I am trying to sort alphanumeric string with perl and am facing the following problem:

Strings are like this: "XXXXX-1.0.0" where numbers can be on one or two digits and are representing release versions.

My problem is that when I have the two following strings: - XXXXX-1.9.9 - XXXXX-1.10.0 XXXXX-1.9.9 is considered as greater than XXXXX-1.10.0 since 9 is greater than 1. So I am trying to force numbers to be on two digits with a regexp.

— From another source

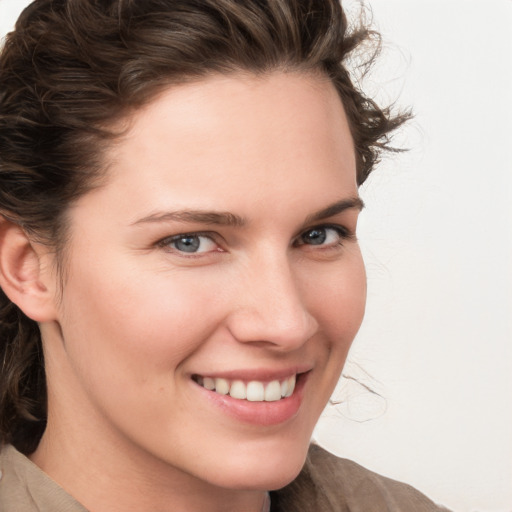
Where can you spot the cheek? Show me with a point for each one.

There is the piece of code I am testing:

my $string = "XXXXXX-1.9.9";
my $pre = "0";
$string =~ s/(\.|-)+(\d{1})($|\.)/$1$pre$2$3/g;
print "$string\n";

This gives me the result "XXXXXX-01.9.09" which is not what I am looking for since it will not be sorted correctly. So I have to do that:

my $string = "XXXXXX-1.9.9";
my $pre = "0";
$string =~ s/(\.|-)+(\d{1})($|\.)/$1$pre$2$3/g;
$string =~ s/(\.|-)+(\d{1})($|\.)/$1$pre$2$3/g;
print "$string\n";

To get "XXXXXX-01.09.09"

My question is double: - Is there a way to sort my strings with Perl without using regex? - If I have to use regex is there a way to write it so that I do not have to execute it twice?

Thank you in advance.

Answer 1

You can use look around assertions to make sure there are not digits around the digit you are replacing without moving the position over the neighbouring characters.

#!/usr/bin/perl
use warnings;
use strict;
use feature qw{ say };

my @strings = qw( XXXXX-1.9.9
                  XXXXX-1.9.10
                  XXXXX-1.10.0 );

s/(?<=[^0-9]) ([0-9]) (?=[^0-9]|$) /0$1/xg for @strings;
@strings = sort @strings;
s/(?<=[^0-9]) 0+ ([0-9]) /$1/xg for @strings;

say for @strings;